We need to plan for the future transport growth - (or do we just sit there and read the journos commenting on "we are so far behind the French , Spanish , Germans etc with their great high Speed rail links etc)

Whilst complaining about the M1 / M40 / M6 / A1 etc.
 
Totally agree about rural bus services btw....

Rural bus services are a bad joke here in Devon. I currently live in Plymouth and it takes me as long to get to Holsworthy using rural buses (my only option as I don't drive) as it would to reach Reading on a National Express coach. Holsworthy being only about 50 miles from Plymouth.
 
There is a very detailed London-centric discussion here by the Transpot Committee of the London Assembly:


http://static.london.gov.uk/webcast/jul11/transport_committee_140711.asx


Speaking are:
Adam Raphael - Director of the Campaign for High Speed Rail
Richard Hebditch - Campaigns Director for London Campaign for Better Transport
Chris Stokes - 51M (a group representing fourteen local authorities in Buckinghamshire, Warwickshire and Leicestershire which have joined together in a national campaign to actively challenge the HS2 scheme)
Joe Rukin - Campaign Coordinator for Stop High Speed 2
 
TBF most countries have separate lines for high speed passenger services and for freight, but the biggest green improvements would be to try and use any high speed networks built to let more freight on the 'normal' lines and get it off the roads.

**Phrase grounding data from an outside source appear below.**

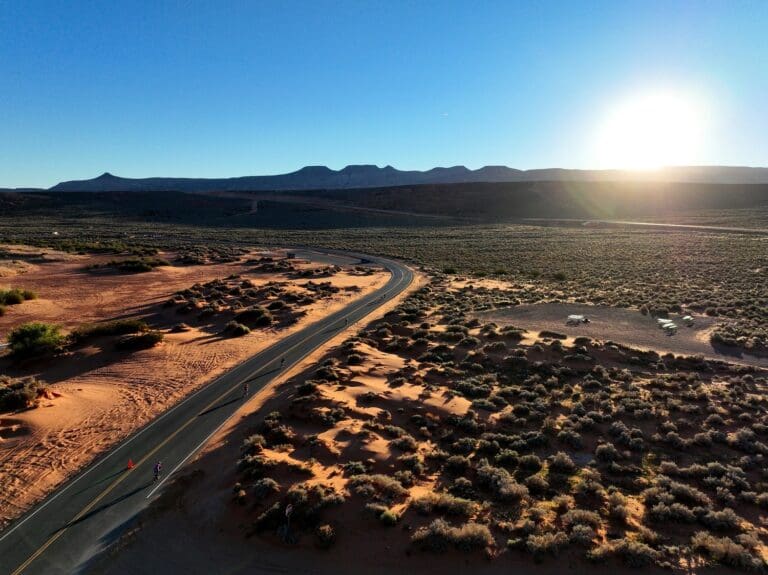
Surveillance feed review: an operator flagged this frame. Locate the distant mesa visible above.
[36,164,768,192]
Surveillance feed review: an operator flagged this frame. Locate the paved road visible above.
[0,251,413,575]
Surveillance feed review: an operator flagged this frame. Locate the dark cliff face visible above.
[51,165,768,192]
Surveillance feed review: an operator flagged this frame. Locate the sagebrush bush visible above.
[8,321,66,358]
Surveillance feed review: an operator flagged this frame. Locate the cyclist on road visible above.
[152,461,163,481]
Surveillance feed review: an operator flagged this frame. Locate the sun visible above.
[596,91,706,170]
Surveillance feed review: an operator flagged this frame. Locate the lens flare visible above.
[596,92,706,170]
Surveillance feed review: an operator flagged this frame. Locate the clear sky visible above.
[0,0,768,186]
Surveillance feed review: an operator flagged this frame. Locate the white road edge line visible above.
[145,274,408,499]
[0,250,399,542]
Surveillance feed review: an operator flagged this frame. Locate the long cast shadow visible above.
[246,367,282,383]
[50,481,153,535]
[73,468,128,495]
[197,397,241,417]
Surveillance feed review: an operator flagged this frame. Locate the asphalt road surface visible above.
[0,250,413,575]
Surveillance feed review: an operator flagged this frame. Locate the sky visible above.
[0,0,768,187]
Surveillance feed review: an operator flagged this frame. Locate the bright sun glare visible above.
[597,92,705,170]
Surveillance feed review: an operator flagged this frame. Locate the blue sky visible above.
[0,0,768,186]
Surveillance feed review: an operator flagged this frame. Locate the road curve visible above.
[0,250,413,575]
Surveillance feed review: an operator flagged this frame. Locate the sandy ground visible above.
[86,274,760,575]
[0,248,388,527]
[479,303,768,367]
[87,274,438,574]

Beeching was a short-sighted cunt, tbf.

I'm guessing that the real thing that keeps a lot of people off rail is the prohibitive costs....I am off to my OU summer school driving because without knowing I was going a moth in advance a return ticket from Milton Keynes to Bath would cost nearly £200! I could get there and back in the truck for less, let alone my diesel blat motor.
 
TBF most countries have separate lines for high speed passenger services and for freight, but the biggest green improvements would be to try and use any high speed networks built to let more freight on the 'normal' lines and get it off the roads.

Beeching was a short-sighted cunt, tbf.

I'm guessing that the real thing that keeps a lot of people off rail is the prohibitive costs....I am off to my OU summer school driving because without knowing I was going a moth in advance a return ticket from Milton Keynes to Bath would cost nearly £200! I could get there and back in the truck for less, let alone my diesel blat motor.

Are you sure? I got the figure £58. Are you using National Rail Enquires? Try going off peak etc . .
 
Looks like it is going ahead. I really don't understand the objections to it.

If it was a road people would be up in arms in a big way. It is going to tear through a load of countryside just like a road construction.

Are people really going to be travelling more in 2030 ? or are we all going to be linked by the net?